Notes for those who are first reading this blog

I strongly suggest that you begin reading with the first blog entered and continue reading them in the order in which they were entered. There is, I believe, a progression that it is well to follow for clarity's sake.

If you have any comments, (and they would be appreciated), please contact me at chelasansdogma@yahoo.com. I will read all emails although not necessarily on the day they are sent.

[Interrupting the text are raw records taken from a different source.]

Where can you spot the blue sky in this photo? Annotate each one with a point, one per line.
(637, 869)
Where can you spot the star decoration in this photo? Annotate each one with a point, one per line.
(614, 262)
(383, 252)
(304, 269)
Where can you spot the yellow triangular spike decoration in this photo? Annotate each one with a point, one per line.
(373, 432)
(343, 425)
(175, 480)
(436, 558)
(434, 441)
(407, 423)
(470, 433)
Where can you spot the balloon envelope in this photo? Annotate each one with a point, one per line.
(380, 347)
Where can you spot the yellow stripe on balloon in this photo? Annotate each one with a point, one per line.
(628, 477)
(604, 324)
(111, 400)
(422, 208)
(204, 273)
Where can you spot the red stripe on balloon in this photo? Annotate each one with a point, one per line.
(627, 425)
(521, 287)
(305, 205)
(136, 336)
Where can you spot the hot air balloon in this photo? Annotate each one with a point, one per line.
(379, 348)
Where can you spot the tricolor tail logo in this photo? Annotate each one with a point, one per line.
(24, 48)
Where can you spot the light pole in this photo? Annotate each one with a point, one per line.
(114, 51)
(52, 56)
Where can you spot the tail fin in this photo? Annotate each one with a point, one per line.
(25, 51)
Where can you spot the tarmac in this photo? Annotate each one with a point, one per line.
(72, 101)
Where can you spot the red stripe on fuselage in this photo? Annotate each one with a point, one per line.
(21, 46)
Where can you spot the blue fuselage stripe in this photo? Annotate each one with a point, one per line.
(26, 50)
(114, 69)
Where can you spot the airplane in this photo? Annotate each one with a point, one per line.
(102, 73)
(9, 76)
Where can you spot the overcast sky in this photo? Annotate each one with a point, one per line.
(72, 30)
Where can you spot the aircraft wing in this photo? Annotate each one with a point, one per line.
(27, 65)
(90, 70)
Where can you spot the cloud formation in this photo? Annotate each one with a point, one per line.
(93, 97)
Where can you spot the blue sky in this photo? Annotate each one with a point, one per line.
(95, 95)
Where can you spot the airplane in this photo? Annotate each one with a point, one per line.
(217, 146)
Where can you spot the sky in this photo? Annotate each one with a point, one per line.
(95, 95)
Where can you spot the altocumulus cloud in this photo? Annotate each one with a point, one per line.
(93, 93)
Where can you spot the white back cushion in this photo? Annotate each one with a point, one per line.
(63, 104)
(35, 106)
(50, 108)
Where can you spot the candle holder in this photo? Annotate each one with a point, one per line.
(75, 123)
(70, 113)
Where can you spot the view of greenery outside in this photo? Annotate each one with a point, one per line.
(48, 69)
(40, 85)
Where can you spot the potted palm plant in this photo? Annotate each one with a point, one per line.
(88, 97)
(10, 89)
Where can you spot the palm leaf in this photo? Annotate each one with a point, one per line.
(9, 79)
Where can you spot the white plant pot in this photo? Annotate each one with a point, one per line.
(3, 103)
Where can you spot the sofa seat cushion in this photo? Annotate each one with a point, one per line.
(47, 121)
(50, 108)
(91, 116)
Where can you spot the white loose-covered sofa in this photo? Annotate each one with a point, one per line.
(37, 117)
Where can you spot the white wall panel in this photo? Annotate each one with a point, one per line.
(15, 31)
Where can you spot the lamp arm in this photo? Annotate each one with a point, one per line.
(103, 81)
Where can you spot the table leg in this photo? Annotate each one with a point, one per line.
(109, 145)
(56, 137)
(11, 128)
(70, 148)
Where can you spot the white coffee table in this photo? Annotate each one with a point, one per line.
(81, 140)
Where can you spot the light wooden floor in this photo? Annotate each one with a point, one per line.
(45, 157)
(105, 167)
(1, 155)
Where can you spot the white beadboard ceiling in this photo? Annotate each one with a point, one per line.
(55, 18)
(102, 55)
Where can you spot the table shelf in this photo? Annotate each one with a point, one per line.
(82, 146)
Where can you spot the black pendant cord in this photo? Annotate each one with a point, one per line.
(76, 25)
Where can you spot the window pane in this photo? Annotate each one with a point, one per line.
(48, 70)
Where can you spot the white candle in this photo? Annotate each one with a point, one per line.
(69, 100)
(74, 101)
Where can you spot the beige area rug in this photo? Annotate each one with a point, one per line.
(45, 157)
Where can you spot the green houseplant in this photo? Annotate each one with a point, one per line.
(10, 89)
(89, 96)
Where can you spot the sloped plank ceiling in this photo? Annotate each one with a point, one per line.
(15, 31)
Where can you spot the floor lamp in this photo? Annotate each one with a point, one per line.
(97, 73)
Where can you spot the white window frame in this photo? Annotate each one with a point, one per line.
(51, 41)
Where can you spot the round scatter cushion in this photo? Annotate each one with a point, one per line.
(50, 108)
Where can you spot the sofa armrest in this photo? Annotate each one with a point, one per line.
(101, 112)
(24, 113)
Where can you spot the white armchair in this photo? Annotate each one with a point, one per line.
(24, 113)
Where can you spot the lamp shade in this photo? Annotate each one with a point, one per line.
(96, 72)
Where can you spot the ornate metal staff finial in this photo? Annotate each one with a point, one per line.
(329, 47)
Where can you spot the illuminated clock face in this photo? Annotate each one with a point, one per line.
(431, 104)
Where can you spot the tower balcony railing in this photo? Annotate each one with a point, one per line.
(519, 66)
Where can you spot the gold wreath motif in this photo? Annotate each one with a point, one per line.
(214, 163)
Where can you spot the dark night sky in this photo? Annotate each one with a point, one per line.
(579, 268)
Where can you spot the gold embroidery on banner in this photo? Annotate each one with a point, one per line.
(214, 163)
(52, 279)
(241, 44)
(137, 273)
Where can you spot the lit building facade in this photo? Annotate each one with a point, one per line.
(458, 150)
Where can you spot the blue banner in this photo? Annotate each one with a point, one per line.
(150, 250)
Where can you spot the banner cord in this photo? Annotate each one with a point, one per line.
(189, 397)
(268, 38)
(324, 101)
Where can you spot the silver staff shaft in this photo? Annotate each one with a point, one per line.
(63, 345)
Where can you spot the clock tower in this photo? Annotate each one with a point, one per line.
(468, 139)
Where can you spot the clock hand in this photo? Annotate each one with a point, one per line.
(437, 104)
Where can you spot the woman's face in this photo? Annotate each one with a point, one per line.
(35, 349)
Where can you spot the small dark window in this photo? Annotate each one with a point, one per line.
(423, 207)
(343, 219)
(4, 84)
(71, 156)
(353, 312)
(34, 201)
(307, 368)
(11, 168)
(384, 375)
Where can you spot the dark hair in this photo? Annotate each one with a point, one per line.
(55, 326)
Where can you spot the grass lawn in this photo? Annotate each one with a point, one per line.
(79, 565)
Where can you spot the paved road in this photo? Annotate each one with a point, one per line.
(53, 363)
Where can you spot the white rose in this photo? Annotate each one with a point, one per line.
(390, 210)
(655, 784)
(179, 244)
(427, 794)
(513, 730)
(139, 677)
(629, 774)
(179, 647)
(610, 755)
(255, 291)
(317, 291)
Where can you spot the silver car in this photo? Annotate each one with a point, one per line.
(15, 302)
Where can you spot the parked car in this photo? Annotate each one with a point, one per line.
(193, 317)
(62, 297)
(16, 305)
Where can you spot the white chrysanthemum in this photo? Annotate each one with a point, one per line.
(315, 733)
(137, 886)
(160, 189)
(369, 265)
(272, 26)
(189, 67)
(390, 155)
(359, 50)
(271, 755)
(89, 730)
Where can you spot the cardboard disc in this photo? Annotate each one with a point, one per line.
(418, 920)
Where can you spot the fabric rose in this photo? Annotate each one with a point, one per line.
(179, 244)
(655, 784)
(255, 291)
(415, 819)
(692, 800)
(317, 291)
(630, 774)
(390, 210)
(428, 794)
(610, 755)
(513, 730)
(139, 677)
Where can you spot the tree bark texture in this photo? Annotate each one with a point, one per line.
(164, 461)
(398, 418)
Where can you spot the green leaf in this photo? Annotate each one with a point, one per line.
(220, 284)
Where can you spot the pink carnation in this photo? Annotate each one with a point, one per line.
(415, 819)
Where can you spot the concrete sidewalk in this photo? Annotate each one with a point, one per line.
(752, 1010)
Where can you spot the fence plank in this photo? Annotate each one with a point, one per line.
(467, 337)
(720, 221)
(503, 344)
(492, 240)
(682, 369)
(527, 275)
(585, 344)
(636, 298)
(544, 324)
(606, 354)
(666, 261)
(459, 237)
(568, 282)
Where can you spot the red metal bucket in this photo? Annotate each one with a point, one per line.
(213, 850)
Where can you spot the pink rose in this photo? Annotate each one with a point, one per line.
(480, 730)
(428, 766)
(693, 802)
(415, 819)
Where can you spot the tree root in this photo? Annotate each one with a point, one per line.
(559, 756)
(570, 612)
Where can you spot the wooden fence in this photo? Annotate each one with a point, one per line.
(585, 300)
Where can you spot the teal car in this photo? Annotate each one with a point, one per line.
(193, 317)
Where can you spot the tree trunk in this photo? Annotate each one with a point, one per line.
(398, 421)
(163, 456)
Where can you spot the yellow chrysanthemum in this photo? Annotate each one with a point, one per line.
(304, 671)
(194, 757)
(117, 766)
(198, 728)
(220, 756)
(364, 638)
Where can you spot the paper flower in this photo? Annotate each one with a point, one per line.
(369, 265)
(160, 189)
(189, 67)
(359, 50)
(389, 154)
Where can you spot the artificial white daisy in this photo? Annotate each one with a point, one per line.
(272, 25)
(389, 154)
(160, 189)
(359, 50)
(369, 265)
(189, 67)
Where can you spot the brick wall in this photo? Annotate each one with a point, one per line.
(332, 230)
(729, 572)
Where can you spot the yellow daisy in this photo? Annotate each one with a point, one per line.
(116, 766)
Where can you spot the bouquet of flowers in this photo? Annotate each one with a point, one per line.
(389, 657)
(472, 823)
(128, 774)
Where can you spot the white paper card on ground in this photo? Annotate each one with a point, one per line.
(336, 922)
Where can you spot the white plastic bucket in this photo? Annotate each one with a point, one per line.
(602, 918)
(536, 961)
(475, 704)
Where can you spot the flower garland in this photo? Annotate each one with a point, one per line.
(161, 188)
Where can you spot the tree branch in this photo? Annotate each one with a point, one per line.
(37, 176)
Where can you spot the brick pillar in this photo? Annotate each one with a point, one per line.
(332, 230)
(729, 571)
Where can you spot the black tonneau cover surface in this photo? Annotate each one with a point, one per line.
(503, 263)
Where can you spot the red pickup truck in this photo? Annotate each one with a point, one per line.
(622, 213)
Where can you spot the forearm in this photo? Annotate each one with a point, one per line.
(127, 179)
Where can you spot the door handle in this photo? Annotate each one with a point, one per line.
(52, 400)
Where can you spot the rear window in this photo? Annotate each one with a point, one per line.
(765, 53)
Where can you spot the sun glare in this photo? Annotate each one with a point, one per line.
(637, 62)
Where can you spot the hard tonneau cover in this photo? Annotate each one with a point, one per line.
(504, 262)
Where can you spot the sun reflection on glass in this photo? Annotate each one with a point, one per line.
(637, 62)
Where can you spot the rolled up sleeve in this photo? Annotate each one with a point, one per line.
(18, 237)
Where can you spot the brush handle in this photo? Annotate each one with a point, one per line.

Wednesday, October 10, 2018

Preoccupation with the past


               Tonight my wife was feeling irritated about how someone else had responded to a situation she was involved in.  I pointed out that nothing outside of ourselves can really disturb our inner harmony.  In fact, if you look at that statement it will be obvious that it is true.  If it is outside of ourselves, outside of our emotional body, then it cannot have an emotional impact.  It is when something invades our emotional body triggering something that is already there that the emotional body gets out of alignment.  I asked her what it was inside of her that was the cause of her lack of harmony and after some reflection she began to point out how the behavior of this other person reflected her behavior during the same day.  She followed with some examples.
               I didn’t think that she was getting to the core of the issue since what she was giving me as the catalyst for her irritation was only isolated events in her life that seemed separated from the situation we were discussing and further they could be explained away by someone just having a particularly ditzy day.  I suggested that the cause of her irritation may be deeper.  Upon reflection she saw that what was really irritating her was that this other person’s response to events in her life illustrated to my wife that her own children hadn’t learned the lessons as they grew up that she felt that she had learned on her own but not passed on.  The fact that she’d had to learn those lessons on her own but her children hadn’t learned them from her was a source of irritation.  The question still remained: “Why did that irritate her?”.
               Finally, she realized that she felt that she had failed all those years ago as a parent to teach those lessons and was unhappy to see that her children had fallen into traps that she might have prevented.  She was feeling responsible.  It was at this point that I said what I felt was really the issue.  I felt that she was dwelling on the drama, the events of her past life.
               What is it with us humans that we place so much emphasis on the quality of our children?  I suspect that what we want is to vindicate the imperfection of our own past failures, those events that we can no longer change in our own lives, by having our children do so much better.  We may feel that somehow their success means that we finally got it right ourselves.  What we forget is that our children come into this life with their own set of issues, their own karma, their own momentums to overcome.  They may, in fact, have chosen us to be their parents in order to deal with the very environment that is presented to them by that choice.  That isn’t to say we aren’t responsible for what we offer.  They aren’t subject to fatalism in their responses and we are still responsible for our own actions.  But if our children were going to be perfect they would most likely already have made their ascensions.
               Never-the-less, our preoccupation with our past, once we have examined it enough to learn the lessons that we need to learn, is generally ego supported.  That doesn’t mean that the experience will always be enjoyable for the ego.  In this case personal enjoyment wasn’t the incentive for the ego at all.  The ego wanted something to play with, to knead like Playdough, because the act of that kneading gave her ego a sense of self-substance, no matter how uncomfortable, and that is the reward that the ego received, the gratification.  The ego gained a sense of tangible existence from the experience.
               There will be no getting past an ego that we insist on feeding and, if we dwell on the past once that process has served its’ purpose, we’re feeding that ego.
               But I also suspect that our desire to live vicariously through our children is often fueled by our sense of failure in our own lives.  That isn’t to say that a personal sense of failure will automatically lead to a desire to live through them nor would the desire to do so always mean that we had been a failure.  But that there may be a relationship is to me pretty obvious.